Issues

Thursday, August 4, 2011

Ibn Taymiyyah’s anthropormorphism

This article is interesting because it points to Ibn Taymiyyah being influenced by the Sabians.

I am not the original author. This piece is written by David Livingstone from terrorism-illuminati.com



Few Muslims today, due to the effective propaganda of the Saudi state, are aware of Ibn Taymiyyah’s true pronouncements and the controversy of his career.

In fact, Ibn Taymiyyah spent much of his career in jail, placed there by the religious authorities of his time, usually for the accusation of anthropomorphism, or ascribing human attributes to God. Islamic theology is very clear about safeguarding the notion of God’s uniqueness and transcendence.

This is interesting because, despite all their numerous tangents into various other details, the Wahhabi and Salafi scholars are devoted to ideas derived from Ibn Taymiyyah’s anthropormorphism. It’s there. It’s never very overt, but it is always there.

Ibn Taymiyyah was born in Harran, which in the occult tradition, is one of the most important cities in its history, besides Babylon, Athens and Alexandria.

Harran was the seat of the Sabians. This was a Gnostic group, that cleverly identified themselves with the Sabeans of the Koran to escape persecution. But they were nothing of the sort. Instead they were satanists who practiced human sacrifice, worshipped Tammuz, and practiced Neoplatonism and Hermeticism.

In fact, when the Muslims began their great program of collecting and studying the works of the philosophers, by which the West eventually acquired this knowledge, it was the Sabians they turned to as translators.

What happens then is that it is Sabian influence that results Sufism, and a very important occult work known as the “Epistles of the Brethren of Sincerity”, or in Arabic, Rasa’il ikhwan as-safa’ wa khillan al-wafa.
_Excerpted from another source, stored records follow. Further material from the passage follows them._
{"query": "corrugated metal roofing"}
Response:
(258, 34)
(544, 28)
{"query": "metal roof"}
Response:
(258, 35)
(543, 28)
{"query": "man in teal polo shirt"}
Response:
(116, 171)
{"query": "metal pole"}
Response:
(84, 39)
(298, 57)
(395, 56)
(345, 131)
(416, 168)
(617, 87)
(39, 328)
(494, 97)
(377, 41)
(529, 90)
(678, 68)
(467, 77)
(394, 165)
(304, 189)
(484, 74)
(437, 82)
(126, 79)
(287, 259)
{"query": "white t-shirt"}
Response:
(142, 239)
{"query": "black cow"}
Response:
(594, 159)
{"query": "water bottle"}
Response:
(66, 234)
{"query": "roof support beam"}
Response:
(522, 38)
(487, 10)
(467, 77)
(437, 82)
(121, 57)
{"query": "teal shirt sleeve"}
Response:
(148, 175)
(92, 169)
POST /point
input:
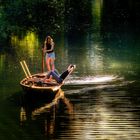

It was largely composed by Ismailis under Sabian influence.

“Abu Hayyan, of Andalusion origin, settled in Damascus, knew Ibn Taymiya personally, and held him in great esteem, until the day that Barinbari (d. 717/1317) brought him a work by Ibn Taymiya called Kitab al-‘arsh [The book of the Throne]. There they found, in Ibn Taymiya’s own handwriting (which was familiar to Abu Hayyan), anthropomorphic suggestions about the Deity that made Abu Hayyan curse Ibn Taymiya until the day he died… Abu Hayyan, in his own Qur’anic exegesis of Ayat al-Kursi (Qur’an 2:258) in surat al-Baqara, recorded something of what so completely changed his mind:

I have read in the book of Ahmad ibn Taymiya, this individual whom we are the contemporary of, and the book is in his own handwriting, and he has named it Kitab al-‘arsh [The book of the Throne], that “Allah Most High is sitting (yajlisu) on the Kursi but has left a place of it unoccupied, in which to seat the Messenger of Allah (Allah bless him and give him peace)” . Al-Taj Muhammad ibn ‘Ali ibn ‘Abd al-Haqq Barinbari fooled him [Ibn Taymiya] by pretending to be a supporter of his so that he could get it from him, and this is what we read in it (al-Nahwi, Tafsir al-nahr al-madd, 1.254).

As Keller notes, “This is of interest not only because it documents (at the pen of one of Islam’s greatest scholars) that Ibn Taymiya had a “double ‘aqida [theology],” one for the public, and a separate anthropomorphic one for an inner circle of initiates”

Ibn Taymiyyah just happened to live in Harran at a time to witness the end of the Sabian community, as a result of the conquest of the city by the Mongols. This may explain his continuing vociferous opposition to these new Mongol rulers.

1 comment:

  1. Ibn Taymiyyah is a misguided guy. He doesn't deserve to be called Shaykh al Islaam or anything.